Tag Archives: perfume

Flowerbomb Midnight: Musky Black Currant

Flowerbomb Midnight by Viktor&Rolf
Floral
Carlos Benaim, Dominique Ropion, Domitille Michalon Bertier and Fanny Bal

Flowerbomb Midnight is a creamier rounder version of the original Flowerbomb from 2005. It has a jammy tart black currant at the top, delightful florals in the heart, night blooming jasmine and peony to be precise. I am a dedicated fun of both. Jasmine is a floral classic, peony is delicate and feminine. There is a fluffy white musk in the base together with vanilla. It is definitely not an overly sweet scent, vanilla is there, but it is bearable.

Flowerbomb Midnight smells a little bit like an older sister to Musk Therapy by Initio. If you like one, you are going to enjoy the other one too. And it is a much more affordable version of that.

I personally enjoy this flanker of Flowerbomb. If the OG is too punchy and strong, Midnight is gentler and cloudier. Being a mum, I prefer this calmer and closer to the skin flanker. It is another scent which is not super popular but if you like designer fragrances, you should really give it a chance.
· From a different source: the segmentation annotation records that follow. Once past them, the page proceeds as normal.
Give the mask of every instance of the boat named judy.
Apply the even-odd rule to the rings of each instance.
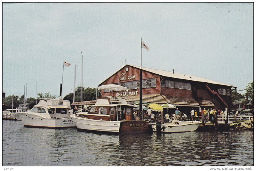
[[[41,99],[31,110],[17,114],[26,127],[75,128],[68,112],[70,106],[68,100]]]

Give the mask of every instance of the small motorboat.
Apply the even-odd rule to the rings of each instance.
[[[202,123],[199,121],[173,120],[161,124],[161,132],[167,133],[192,132],[196,130]],[[152,126],[153,131],[157,132],[157,124],[152,124]]]

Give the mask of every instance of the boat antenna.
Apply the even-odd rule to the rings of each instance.
[[[82,51],[81,51],[81,54],[82,54]],[[81,84],[81,101],[83,101],[83,55],[82,55],[82,84]]]

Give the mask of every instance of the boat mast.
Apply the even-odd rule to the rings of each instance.
[[[36,104],[37,104],[37,82],[36,82]]]
[[[25,108],[27,108],[27,94],[28,93],[28,83],[27,83],[26,85],[26,103],[25,103]]]
[[[142,111],[142,38],[140,38],[140,116],[143,115]]]
[[[82,51],[81,51],[81,54]],[[82,84],[81,84],[81,101],[83,101],[83,55],[82,56]]]
[[[12,112],[13,112],[13,111],[12,110],[13,109],[13,94],[12,94]]]
[[[24,111],[25,111],[25,85],[24,85],[24,96],[23,97],[23,110]]]
[[[73,102],[74,103],[75,102],[75,93],[76,92],[76,64],[75,64],[75,76],[74,78],[74,96],[73,97]]]

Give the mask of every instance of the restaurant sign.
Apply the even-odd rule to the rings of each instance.
[[[119,80],[120,81],[122,81],[124,80],[126,80],[126,79],[132,79],[135,78],[135,75],[131,75],[128,76],[128,77],[120,77],[119,78]]]
[[[132,92],[124,92],[123,93],[116,93],[116,97],[136,96],[138,94],[138,91],[132,91]]]

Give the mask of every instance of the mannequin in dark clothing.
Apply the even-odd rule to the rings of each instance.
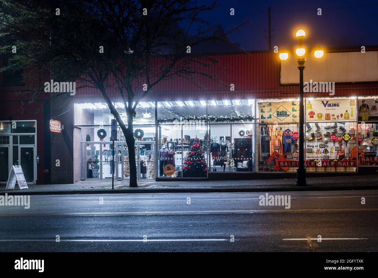
[[[211,157],[214,162],[219,159],[219,153],[220,152],[220,145],[215,142],[211,143],[210,145],[210,152],[211,153]]]
[[[168,149],[166,148],[165,145],[163,145],[163,147],[159,151],[159,160],[160,160],[160,175],[162,176],[164,174],[164,166],[167,164],[168,162]]]
[[[219,154],[219,158],[220,160],[220,166],[223,166],[223,171],[226,171],[226,164],[225,162],[227,160],[227,152],[228,151],[228,146],[226,142],[223,141],[220,144],[220,152]]]

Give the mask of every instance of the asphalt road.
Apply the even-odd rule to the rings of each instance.
[[[268,194],[290,208],[265,193],[32,196],[0,206],[0,251],[378,251],[378,191]]]

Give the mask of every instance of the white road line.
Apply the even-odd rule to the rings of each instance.
[[[240,195],[243,195],[243,197],[258,197],[259,196],[260,196],[262,194],[265,194],[265,193],[268,193],[268,194],[270,194],[270,195],[289,195],[289,194],[283,194],[284,192],[285,192],[285,193],[288,193],[288,191],[282,191],[282,192],[278,191],[278,192],[261,192],[261,193],[259,193],[259,194],[248,194],[248,195],[246,195],[246,194],[245,194],[245,193],[242,193],[242,192],[240,193],[239,193],[239,194],[227,194],[226,193],[209,193],[209,195],[211,195],[211,194],[214,194],[215,195],[218,195],[218,196],[214,196],[214,197],[220,197],[220,196],[219,196],[219,195],[220,195],[220,194],[227,195],[227,196],[240,196]],[[293,192],[293,191],[290,191],[290,192]],[[356,194],[356,192],[353,192],[353,193],[323,193],[323,194],[310,193],[310,194],[297,194],[297,193],[294,193],[294,194],[290,194],[290,196],[303,196],[303,195],[306,196],[306,195],[348,195],[348,194]],[[364,196],[367,196],[368,194],[376,194],[376,192],[370,192],[370,193],[362,193],[361,195],[363,195],[362,196],[357,196],[357,197],[364,197]],[[274,194],[273,193],[275,193],[275,194]],[[167,194],[167,193],[156,193],[156,194],[154,194],[154,195],[158,195],[158,194]],[[175,195],[174,195],[174,194],[177,194],[177,193],[168,193],[168,194],[172,194],[172,196],[142,196],[142,197],[107,197],[107,195],[109,195],[109,194],[101,194],[101,193],[99,193],[98,194],[97,194],[97,195],[98,196],[101,196],[101,197],[104,198],[104,199],[141,199],[141,198],[146,198],[146,199],[147,199],[147,198],[180,198],[180,197],[183,197],[183,198],[186,198],[187,197],[192,197],[192,198],[193,198],[202,197],[208,197],[208,198],[211,197],[211,196],[209,196],[208,195],[206,195],[206,196],[193,196],[192,197],[191,197],[191,196],[190,196],[189,195],[193,195],[194,194],[195,194],[195,193],[188,193],[187,194],[185,195],[180,196],[175,196]],[[179,193],[179,194],[182,194],[182,193]],[[346,197],[349,197],[349,196],[346,196]],[[376,196],[369,196],[369,197],[376,197]],[[46,197],[46,198],[32,198],[32,199],[33,200],[46,200],[46,199],[53,199],[53,200],[59,200],[59,199],[64,199],[64,200],[67,200],[68,199],[98,199],[100,197],[68,197],[62,196],[62,197]],[[305,197],[301,197],[302,198],[305,198]],[[308,197],[308,198],[310,198],[310,197]],[[336,197],[338,197],[338,196],[335,196],[334,197],[335,197],[336,198]],[[293,197],[292,198],[301,198],[301,197]]]
[[[322,198],[361,198],[364,196],[335,196],[335,197],[291,197],[291,199],[322,199]],[[378,197],[378,196],[365,196],[364,197]],[[92,198],[90,198],[92,199]],[[97,201],[74,201],[74,202],[67,202],[67,203],[98,203],[99,201],[99,198],[97,198],[96,199],[99,199]],[[106,199],[107,198],[104,198],[104,199]],[[245,201],[247,200],[259,200],[260,199],[259,198],[229,198],[229,199],[197,199],[197,197],[192,197],[191,198],[191,200],[192,201],[230,201],[230,200],[242,200]],[[51,202],[52,200],[45,200],[46,201]],[[186,198],[183,199],[177,199],[176,200],[111,200],[109,201],[102,201],[104,202],[173,202],[177,201],[184,201],[186,202],[187,200]]]
[[[146,242],[146,241],[225,241],[229,240],[223,238],[183,239],[60,239],[60,241],[115,241],[115,242]],[[0,239],[0,241],[55,241],[55,239]]]
[[[321,239],[322,240],[355,240],[356,239],[367,239],[367,238],[283,238],[282,240],[308,240],[309,239],[311,240],[318,240],[318,239]]]

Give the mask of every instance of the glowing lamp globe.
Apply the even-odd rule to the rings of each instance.
[[[304,37],[306,36],[306,32],[304,31],[304,30],[300,29],[297,31],[295,35],[297,37]]]

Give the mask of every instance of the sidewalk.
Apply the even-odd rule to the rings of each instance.
[[[195,180],[193,181],[143,181],[138,187],[131,188],[127,182],[115,182],[112,189],[111,181],[88,181],[76,183],[31,185],[23,194],[77,194],[110,193],[155,193],[170,192],[236,192],[275,191],[301,191],[338,190],[378,189],[378,175],[308,178],[307,186],[296,186],[295,179],[244,180]],[[17,186],[16,186],[17,188]],[[19,194],[19,190],[5,190],[0,185],[0,195],[6,193]]]

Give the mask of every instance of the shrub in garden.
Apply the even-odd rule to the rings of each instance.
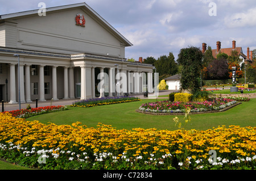
[[[212,94],[209,91],[199,91],[193,94],[192,100],[193,101],[204,102],[209,99],[209,96]]]
[[[176,95],[176,94],[175,94]],[[222,98],[211,98],[211,100],[204,102],[171,102],[169,100],[142,104],[139,110],[151,112],[176,113],[185,112],[189,107],[191,112],[222,110],[237,103],[232,99]]]
[[[187,102],[191,100],[192,95],[188,93],[177,93],[174,95],[174,101]]]
[[[172,92],[169,94],[169,100],[171,102],[174,101],[174,95],[177,92]]]

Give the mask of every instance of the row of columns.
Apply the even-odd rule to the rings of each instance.
[[[15,64],[10,65],[10,100],[9,103],[16,104],[16,75]],[[31,102],[31,83],[30,83],[30,66],[31,65],[25,65],[25,78],[24,77],[24,65],[20,65],[20,103]],[[45,65],[39,65],[39,101],[46,101],[44,98],[44,67]],[[52,66],[52,99],[58,100],[57,88],[57,66]],[[24,83],[25,82],[25,87]],[[74,90],[74,77],[73,68],[64,68],[64,99],[75,98]],[[25,100],[26,98],[26,100]]]
[[[15,64],[10,64],[10,101],[9,103],[17,103],[16,100],[16,77],[17,74],[15,73]],[[24,66],[25,66],[25,77],[24,77]],[[30,66],[31,65],[20,64],[20,103],[31,102],[31,83],[30,83]],[[39,101],[46,101],[44,98],[44,67],[45,65],[39,65]],[[57,66],[52,66],[52,99],[53,100],[58,100],[57,98]],[[81,66],[81,99],[86,99],[92,98],[95,98],[95,68],[96,66]],[[100,67],[100,76],[104,76],[104,67]],[[112,96],[113,92],[118,92],[118,86],[116,86],[116,83],[119,79],[119,81],[122,81],[122,92],[120,92],[120,95],[122,93],[139,93],[146,92],[146,87],[143,87],[143,85],[146,85],[146,82],[143,82],[143,78],[141,78],[143,76],[142,72],[130,71],[125,69],[118,69],[115,71],[115,68],[108,68],[109,70],[108,74],[108,83],[109,96]],[[73,67],[64,67],[64,98],[63,99],[73,99],[75,98],[74,90],[74,68]],[[116,77],[116,75],[119,72],[125,74],[126,77],[120,78]],[[151,90],[150,87],[152,86],[152,73],[151,72],[147,73],[147,85],[148,91],[150,92]],[[101,79],[103,78],[100,77]],[[24,86],[23,82],[25,82]],[[101,85],[102,87],[102,85]],[[149,87],[149,88],[148,88]],[[148,90],[150,89],[150,90]],[[104,92],[101,92],[101,95],[104,96]]]
[[[95,98],[95,68],[96,66],[81,66],[81,99]],[[100,68],[101,73],[100,79],[102,80],[104,78],[104,69],[105,68],[99,67],[98,68]],[[114,92],[117,92],[118,94],[118,92],[121,94],[127,92],[140,93],[146,92],[147,87],[143,86],[146,84],[146,81],[143,82],[143,80],[146,80],[146,77],[144,77],[144,79],[141,78],[143,76],[142,72],[126,70],[125,69],[120,70],[118,69],[117,69],[117,71],[115,71],[115,68],[107,68],[107,69],[108,69],[108,79],[104,80],[104,81],[108,83],[109,89],[106,91],[105,89],[106,87],[104,87],[104,85],[102,85],[102,82],[101,81],[100,82],[100,86],[104,88],[105,91],[109,93],[109,96],[112,96],[112,93]],[[126,75],[125,76],[126,77],[122,77],[121,80],[120,80],[119,77],[116,77],[116,75],[119,72]],[[146,76],[146,74],[144,76]],[[152,88],[150,88],[148,90],[148,87],[152,87],[152,73],[148,72],[147,77],[148,91],[148,92],[152,92]],[[119,88],[118,86],[116,86],[116,83],[118,81],[122,82],[122,92],[117,90]],[[100,92],[101,96],[104,96],[103,89],[100,91],[102,91]]]

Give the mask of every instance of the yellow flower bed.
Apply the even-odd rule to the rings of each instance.
[[[255,127],[130,131],[101,123],[96,128],[80,124],[46,125],[0,113],[0,157],[10,158],[15,153],[18,155],[15,158],[30,160],[28,165],[46,169],[230,169],[238,165],[231,164],[236,159],[240,159],[240,167],[256,166]],[[216,151],[221,164],[209,163],[211,150]],[[46,153],[45,164],[38,162],[42,153]],[[16,162],[18,158],[12,159]],[[243,159],[250,161],[242,162]],[[71,167],[69,162],[76,163],[67,167]]]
Parfums Dusita: Customizable Collection Coffret

Fleur De Lalita, Anamcara, La Douceur De Siam
Amber Floral, Floral Woody Musk, Amber Floral
Pissara Umavijani

FLEUR DE LALITA: Sunshine Rays and Exotic Flora

Fleur de Lalita is a stunning bouquet of yellow and white florals. There is also rose added to the mixture. The flowers are grounded with ambrette and vanilla; however, I would not say Fleur De Lalita is a sweet fragrance. As all Dusita perfumes, Fleur de Lalita is elegant, light and airy … easy to wear to any occasion you can think of. The concoction is waxy and creamy yet not heavy at all. It is a great scent to pack to your suitcase when you go on holidays because the yellow florals involved have a touch of exotica. It is an aroma to wear on your skin, clothes all over your body. To smell it from the atomizer does not do it a justice. It is somewhat in the same category as Rose Alexandrie by Armani Prive; nevertheless, Rose Alexadrie is sweeter and younger while Fleur De Lalita is attracting more mature audiences. I wore Fleur De Lalita on my summer vacay in Sousse, Tunisia. I happily reached often for this beautiful bunch of flowers when I was eating out, or just hang out and about near the beach. Pissara knows how to make floral perfumes. As simple as that.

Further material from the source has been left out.